Afortunadamente, por suerte más que por voluntad expresa,
existen motivos para una cierta esperanza de que las cosas no sean tan
insoportables para “los de siempre”, para los que dependen de los servicios
públicos, y de que se protejan también las necesidades sociales tanto como las
económicas. Hasta la derecha política, que no social, reclama ahora la
potenciación de la sanidad y las redes de auxilio público de la población (sumándose
incluso a la aprobación del ingreso mínimo vital), aunque sea por mera
estrategia electoral y con la boca pequeña. Hay actualmente la oportunidad, simplemente
coyuntural, de rediseñar y fortalecer la sanidad, la educación, las residencias
de la tercera edad y demás servicios y prestaciones públicos en función de las
necesidades de la población y no de su rentabilidad o sostenibilidad para las
arcas del Estado, dejando de lado ese “darwinismo” social al que aspira el
proyecto del neoliberalismo político-económico. Entre otros motivos, porque se
ha demostrado que sólo el Estado social, dotado con poderosas herramientas de
justicia y bienestar, es capaz de afrontar con éxito retos como los planteados
por una emergencia sanitaria de la magnitud de la que hemos vivido, aunque
todavía no la hayamos superado definitivamente.
Por eso queda una tímida esperanza de que, con un poco de
suerte, conscientes de la necesidad de una imprescindible solidaridad social, se
pueda invertir la tendencia que hace hegemónica la economía y subsidiaria a la
sociedad. Y que las deficiencias de este modelo social, a la hora de “socializar”
los costes cuando afronta crisis que son recurrentes, como la emergencia
sanitaria o la pasada recesión económica, no afecten con mayor dureza a los
estamentos más indefensos de la sociedad. Ya que, por fortuna, quienes hacen
posible que un gobierno así pueda emprender tamaña transformación son los
ciudadanos que en su mayor parte van a verse beneficiados de tales políticas: trabajadores,
mujeres en general, amas de casa, jubilados y pensionistas, personas
dependientes, jóvenes y niños.
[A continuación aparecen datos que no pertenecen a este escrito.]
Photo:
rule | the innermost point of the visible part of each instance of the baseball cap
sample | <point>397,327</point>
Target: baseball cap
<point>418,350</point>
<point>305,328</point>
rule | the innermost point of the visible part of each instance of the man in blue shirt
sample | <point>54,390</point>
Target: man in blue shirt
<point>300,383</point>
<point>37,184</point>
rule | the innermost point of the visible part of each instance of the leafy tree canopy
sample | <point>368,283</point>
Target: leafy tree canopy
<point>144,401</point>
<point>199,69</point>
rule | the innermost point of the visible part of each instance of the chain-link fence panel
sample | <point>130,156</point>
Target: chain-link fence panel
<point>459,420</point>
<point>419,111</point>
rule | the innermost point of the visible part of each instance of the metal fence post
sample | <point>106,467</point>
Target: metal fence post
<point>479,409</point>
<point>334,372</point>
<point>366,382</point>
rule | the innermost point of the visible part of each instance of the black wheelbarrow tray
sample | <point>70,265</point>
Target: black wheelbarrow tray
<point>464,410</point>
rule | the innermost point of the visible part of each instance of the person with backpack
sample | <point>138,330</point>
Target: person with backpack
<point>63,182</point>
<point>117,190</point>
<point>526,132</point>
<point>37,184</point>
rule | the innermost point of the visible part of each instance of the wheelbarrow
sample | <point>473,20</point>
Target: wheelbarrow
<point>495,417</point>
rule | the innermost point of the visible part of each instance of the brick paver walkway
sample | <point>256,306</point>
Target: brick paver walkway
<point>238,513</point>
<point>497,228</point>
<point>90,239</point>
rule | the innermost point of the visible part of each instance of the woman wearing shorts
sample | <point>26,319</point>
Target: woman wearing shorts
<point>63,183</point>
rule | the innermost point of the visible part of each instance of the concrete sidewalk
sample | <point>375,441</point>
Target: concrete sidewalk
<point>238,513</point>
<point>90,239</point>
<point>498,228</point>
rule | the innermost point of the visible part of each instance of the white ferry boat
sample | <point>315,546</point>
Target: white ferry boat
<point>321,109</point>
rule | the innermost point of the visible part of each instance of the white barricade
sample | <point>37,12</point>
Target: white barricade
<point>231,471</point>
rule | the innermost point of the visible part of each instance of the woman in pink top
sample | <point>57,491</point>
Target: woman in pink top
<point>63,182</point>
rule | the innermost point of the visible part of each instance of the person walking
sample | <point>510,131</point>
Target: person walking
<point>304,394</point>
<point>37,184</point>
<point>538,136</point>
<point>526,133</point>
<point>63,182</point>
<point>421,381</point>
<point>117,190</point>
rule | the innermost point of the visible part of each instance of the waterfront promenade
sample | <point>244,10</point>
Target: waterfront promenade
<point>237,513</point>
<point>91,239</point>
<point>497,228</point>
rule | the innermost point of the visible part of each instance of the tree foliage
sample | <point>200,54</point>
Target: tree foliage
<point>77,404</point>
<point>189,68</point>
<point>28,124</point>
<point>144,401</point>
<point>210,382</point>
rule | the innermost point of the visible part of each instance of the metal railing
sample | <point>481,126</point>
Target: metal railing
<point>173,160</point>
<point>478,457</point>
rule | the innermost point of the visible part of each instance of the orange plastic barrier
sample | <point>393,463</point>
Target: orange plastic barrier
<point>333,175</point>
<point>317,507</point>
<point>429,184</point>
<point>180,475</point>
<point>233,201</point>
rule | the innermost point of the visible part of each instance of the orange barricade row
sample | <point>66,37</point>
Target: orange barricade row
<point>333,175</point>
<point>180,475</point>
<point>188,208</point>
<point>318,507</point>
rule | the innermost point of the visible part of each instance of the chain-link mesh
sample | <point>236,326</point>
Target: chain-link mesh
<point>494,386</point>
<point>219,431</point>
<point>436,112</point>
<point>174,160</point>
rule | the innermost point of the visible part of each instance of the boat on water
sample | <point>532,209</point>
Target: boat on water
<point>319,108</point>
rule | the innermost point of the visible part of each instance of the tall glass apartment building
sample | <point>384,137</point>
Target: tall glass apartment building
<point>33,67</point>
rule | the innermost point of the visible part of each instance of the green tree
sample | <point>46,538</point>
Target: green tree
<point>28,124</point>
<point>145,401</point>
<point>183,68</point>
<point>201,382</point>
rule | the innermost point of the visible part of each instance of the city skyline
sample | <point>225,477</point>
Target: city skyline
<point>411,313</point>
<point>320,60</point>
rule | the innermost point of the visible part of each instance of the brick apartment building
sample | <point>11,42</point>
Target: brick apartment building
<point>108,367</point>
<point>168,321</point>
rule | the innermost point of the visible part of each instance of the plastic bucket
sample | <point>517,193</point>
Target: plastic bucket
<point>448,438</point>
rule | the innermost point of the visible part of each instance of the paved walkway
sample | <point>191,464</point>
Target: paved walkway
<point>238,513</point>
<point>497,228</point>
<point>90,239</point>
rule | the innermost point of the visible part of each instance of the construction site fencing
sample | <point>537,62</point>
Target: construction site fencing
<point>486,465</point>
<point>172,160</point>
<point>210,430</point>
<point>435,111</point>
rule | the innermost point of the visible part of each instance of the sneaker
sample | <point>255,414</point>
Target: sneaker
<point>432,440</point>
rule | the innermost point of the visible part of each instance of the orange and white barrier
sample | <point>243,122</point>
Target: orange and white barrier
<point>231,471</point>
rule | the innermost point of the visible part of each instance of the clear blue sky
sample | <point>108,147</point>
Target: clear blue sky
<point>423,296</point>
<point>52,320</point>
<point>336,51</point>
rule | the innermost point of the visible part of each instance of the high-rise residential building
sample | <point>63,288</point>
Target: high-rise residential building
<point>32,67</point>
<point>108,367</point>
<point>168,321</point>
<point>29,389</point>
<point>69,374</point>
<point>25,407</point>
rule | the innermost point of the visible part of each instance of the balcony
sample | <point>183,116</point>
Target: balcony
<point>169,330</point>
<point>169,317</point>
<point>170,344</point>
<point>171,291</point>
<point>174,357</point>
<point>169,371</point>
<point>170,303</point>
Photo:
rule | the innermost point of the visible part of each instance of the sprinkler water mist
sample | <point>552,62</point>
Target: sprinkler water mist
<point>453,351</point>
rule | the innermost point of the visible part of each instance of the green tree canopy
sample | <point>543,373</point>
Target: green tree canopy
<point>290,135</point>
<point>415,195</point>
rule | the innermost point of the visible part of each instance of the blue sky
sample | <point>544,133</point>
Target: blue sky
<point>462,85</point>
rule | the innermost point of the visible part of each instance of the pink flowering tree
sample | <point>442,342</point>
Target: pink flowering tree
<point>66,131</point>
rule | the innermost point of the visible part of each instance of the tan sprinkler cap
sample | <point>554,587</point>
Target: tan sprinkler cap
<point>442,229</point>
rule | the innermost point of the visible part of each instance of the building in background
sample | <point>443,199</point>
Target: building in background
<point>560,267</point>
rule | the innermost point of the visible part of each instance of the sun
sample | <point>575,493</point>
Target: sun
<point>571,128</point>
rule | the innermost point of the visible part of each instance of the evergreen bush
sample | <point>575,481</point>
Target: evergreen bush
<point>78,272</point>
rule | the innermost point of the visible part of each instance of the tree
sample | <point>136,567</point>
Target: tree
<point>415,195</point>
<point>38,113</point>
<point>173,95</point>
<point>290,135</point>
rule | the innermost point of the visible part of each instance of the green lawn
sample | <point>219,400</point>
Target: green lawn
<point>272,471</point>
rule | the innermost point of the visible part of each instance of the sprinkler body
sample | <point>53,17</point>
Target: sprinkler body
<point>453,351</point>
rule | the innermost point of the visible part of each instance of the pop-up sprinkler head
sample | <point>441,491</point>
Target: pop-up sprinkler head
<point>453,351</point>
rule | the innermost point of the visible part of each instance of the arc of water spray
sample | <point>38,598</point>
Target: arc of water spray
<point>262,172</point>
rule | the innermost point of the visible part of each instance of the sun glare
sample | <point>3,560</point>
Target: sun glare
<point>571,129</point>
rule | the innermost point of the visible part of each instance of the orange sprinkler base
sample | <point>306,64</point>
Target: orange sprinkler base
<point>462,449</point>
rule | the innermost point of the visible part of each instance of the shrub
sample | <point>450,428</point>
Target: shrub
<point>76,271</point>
Y también, naturalmente, sus representantes
políticos donde reside la soberanía popular a la hora de pactar y llegar a
acuerdos que posibiliten disponer de leyes presupuestarias al efecto y del
tiempo y estabilidad requeridos para ejecutarlos. Si se contempla el futuro desde
la perspectiva que ha proporcionado la experiencia sufrida, la conclusión inevitable es la de fortalecer
el modelo social del Estado de Bienestar. Y para lograrlo sólo existe un camino:
el de apoyar a los partidos que lo defienden y no a los que intentan
debilitarlo en nombre de la economía y el mercado. Es decir, contar con un poco
de suerte y una cierta esperanza en no malograr tales expectativas.